Sam gazed at him aghast: Nature had not formed him to be a posse-member.

I, too, gazed at him aghast: there was clearly not going to be any cold duck that night.

Violet entered, weeping freely again.

‘It is really quite dreadful,’ she said, ‘poor dear girl. He did
very
odd things to her as well as, well, you know, and she is frightened out of her wits. He must have been a maniac, he was wearing a mask and funny-smelling clothes, and, oh yes, he had a sword painted on his tummy.’

George growled and cursed a bit; Sam’s eyebrows shot up and I began to muse furiously.

‘Bloody bastard,’ said George.

‘How perfectly extraordinary,’ said Sam.

‘What kind of a mask?’ I asked.

The others looked at me, a touch of rebuke in their eyes, as though I had said ‘District Nurse’ in front of the children.

‘One of those joke-shop rubber masks, she thinks. You know, Dracula or the Beast from 5,000 Fathoms.’

‘Just so,’ I said. ‘The Beast.’

‘Aha! said Sam. ‘I think I twig. But the sword thing is new, isn’t it?’

‘Yes, but I think it fits.’

‘How?’

‘Not sure enough now, tell you some other time.’

‘Would somebody mind telling
me
,’ snarled George, ‘what the f – ’ he paused, collected himself. ‘Sorry,’ he resumed, ‘I mean, I don’t quite follow you men.’

‘The Beast of Jersey,’ Sam explained. ‘You know, the chap who terrorized the Island for a dozen years; used to creep into children’s rooms, carry them out of the window, do odd things to them in the fields – not always very nasty – then pop them back into their little beds. The police think that there may have been more than a hundred such assaults but naturally most of them were not reported, for reasons which you will, um, appreciate. He used to wear a rubber mask, most of the victims said that he had an odd smell and he wore bizarre clothes, studded with nails. Just before you moved here they caught a chap called Paisnel, who is now serving thirty years, rightly or wrongly.’

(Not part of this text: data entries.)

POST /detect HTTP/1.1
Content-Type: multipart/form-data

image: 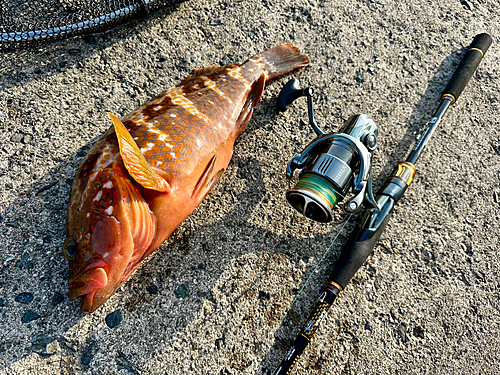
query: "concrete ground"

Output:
[0,0,500,375]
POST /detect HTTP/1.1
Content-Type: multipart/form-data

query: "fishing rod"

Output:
[274,34,492,375]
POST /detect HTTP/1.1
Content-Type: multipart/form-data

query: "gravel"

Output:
[0,0,500,375]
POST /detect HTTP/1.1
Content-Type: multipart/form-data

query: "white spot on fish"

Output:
[94,190,102,202]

‘Shouldn’t like to be him,’ I interjected, ‘convicts are madly sentimental and they do
beastly
things to offenders against children. Make them sing alto, see what I mean.’

‘Yes. I dare say they do. No experience in that field myself. Take your word for it.’

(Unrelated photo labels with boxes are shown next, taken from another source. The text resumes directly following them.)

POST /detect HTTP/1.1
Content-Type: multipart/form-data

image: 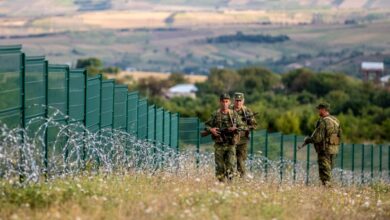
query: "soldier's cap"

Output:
[219,93,230,100]
[234,92,244,100]
[316,102,330,110]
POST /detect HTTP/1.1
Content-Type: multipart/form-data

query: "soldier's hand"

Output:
[210,128,220,136]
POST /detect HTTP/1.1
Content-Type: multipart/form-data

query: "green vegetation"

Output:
[132,67,390,143]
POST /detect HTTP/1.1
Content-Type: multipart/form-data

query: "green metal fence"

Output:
[0,45,179,172]
[179,118,390,184]
[0,45,390,183]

That was cheaper than Sam’s usual level of badinage; I made a mental note to see that he suffered for it. I’m not a vengeful chap but I can’t allow my friends to make cheap witticisms, can I? It’s a question of the quality of life.

‘What was interesting,’ Sam went on as I chewed my spleen, ‘was that Paisnel kept on saying that it was ‘all part of something’ but he wouldn’t say what and he said that when he was arrested he was on his way to meet “certain people” but he wouldn’t say whom.’